"Managed Service for Apache Spark" is the new name for the product formerly known as "Dataproc on Compute Engine" (cluster deployment) and "Google Cloud Serverless for Apache Spark" (serverless deployment).

Overview of Managed Service for Apache Spark Workflow Templates

The Managed Service for Apache Spark WorkflowTemplates API provides a flexible and easy-to-use mechanism for managing and executing workflows. A Workflow Template is a reusable workflow configuration. It defines a graph of jobs with information on where to run those jobs.

Key Points:

Instantiating a Workflow Template launches a Workflow. A Workflow is an operation that runs a Directed Acyclic Graph (DAG) of jobs on a cluster.
- If the workflow uses a managed cluster, it creates the cluster, runs the jobs, and then deletes the cluster when the jobs are finished.
- If the workflow uses a cluster selector, it runs jobs on a selected existing cluster.
Workflows are ideal for complex job flows. You can create job dependencies so that a job starts only after its dependencies complete successfully.
When you create a workflow template Managed Service for Apache Spark does not create a cluster or submit jobs to a cluster. Managed Service for Apache Spark creates or selects a cluster and runs workflow jobs on the cluster when a workflow template is instantiated.

Kinds of Workflow Templates

Managed cluster

A workflow template can specify a managed cluster. The workflow will create an "ephemeral" cluster to run workflow jobs, and then delete the cluster when the workflow is finished.

Cluster selector

A workflow template can specify an existing cluster on which to run workflow jobs by specifying one or more user labels previously attached to the cluster. The workflow will run on a cluster that matches all of the labels.
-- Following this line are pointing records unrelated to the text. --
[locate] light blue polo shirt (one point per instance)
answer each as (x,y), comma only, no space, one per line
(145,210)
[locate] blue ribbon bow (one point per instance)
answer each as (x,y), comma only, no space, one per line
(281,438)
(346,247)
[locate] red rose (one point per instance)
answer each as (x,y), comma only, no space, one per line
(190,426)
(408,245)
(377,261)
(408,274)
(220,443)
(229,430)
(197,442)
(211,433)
If multiple clusters match all labels, Managed Service for Apache Spark selects the cluster with the most YARN available memory to run all workflow jobs. At the end of workflow, Managed Service for Apache Spark does not delete the selected cluster. See Use cluster selectors with workflows for more information.
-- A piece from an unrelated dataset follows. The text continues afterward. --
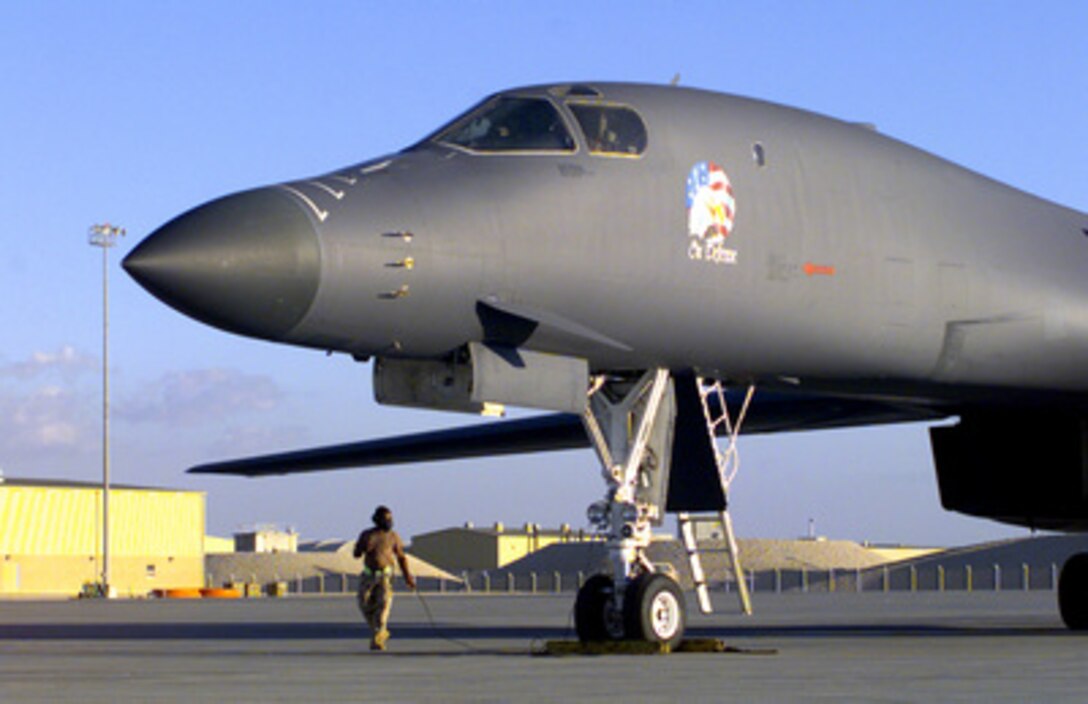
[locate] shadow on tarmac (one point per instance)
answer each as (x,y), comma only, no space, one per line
(280,631)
A workflow can select a specific cluster by matching the goog-dataproc-cluster-name label (see Using Automatically Applied Labels).

Parameterized

If you will run a workflow template multiple times with different values, use parameters to avoid editing the workflow template for each run:

define parameters in the template, then
pass different values for the parameters for each run.
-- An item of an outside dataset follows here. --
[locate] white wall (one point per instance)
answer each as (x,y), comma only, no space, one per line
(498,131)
See Parameterization of Workflow Templates for more information.

Inline

Workflows can be instantiated inline using the gcloud command with workflow template YAML files or by calling the Managed Service for Apache Spark InstantiateInline API (see Using inline Dataproc workflows). Inline workflows do not create or modify workflow template resources.

Workflow Template use cases

Automation of repetitive tasks. Workflows encapsulate frequently used cluster configurations and jobs.
Transactional fire-and-forget API interaction model. Workflow Templates replace the steps involved in a typical flow, which include:
1. creating the cluster
2. submitting jobs
3. polling
4. deleting the cluster
Workflow Templates use a single token to track progress from cluster creation to deletion, and automate error handling and recovery. They also simplify the integration of Managed Service for Apache Spark with other tools, such as Cloud Run functions and Managed Service for Apache Airflow.
Support for ephemeral and long-lived clusters. A common complexity associated with running Apache Hadoop is tuning and right-sizing clusters. Ephemeral (managed) clusters are easier to configure since they run a single workload. Cluster selectors can be used with longer-lived clusters to repeatedly execute the same workload without incurring the amortized cost of creating and deleting clusters.
Granular IAM security. Creating Managed Service for Apache Spark clusters and submitting jobs require all-or-nothing IAM permissions. Workflow Templates use a per-template workflowTemplates.instantiate permission, and do not depend on cluster or job permissions.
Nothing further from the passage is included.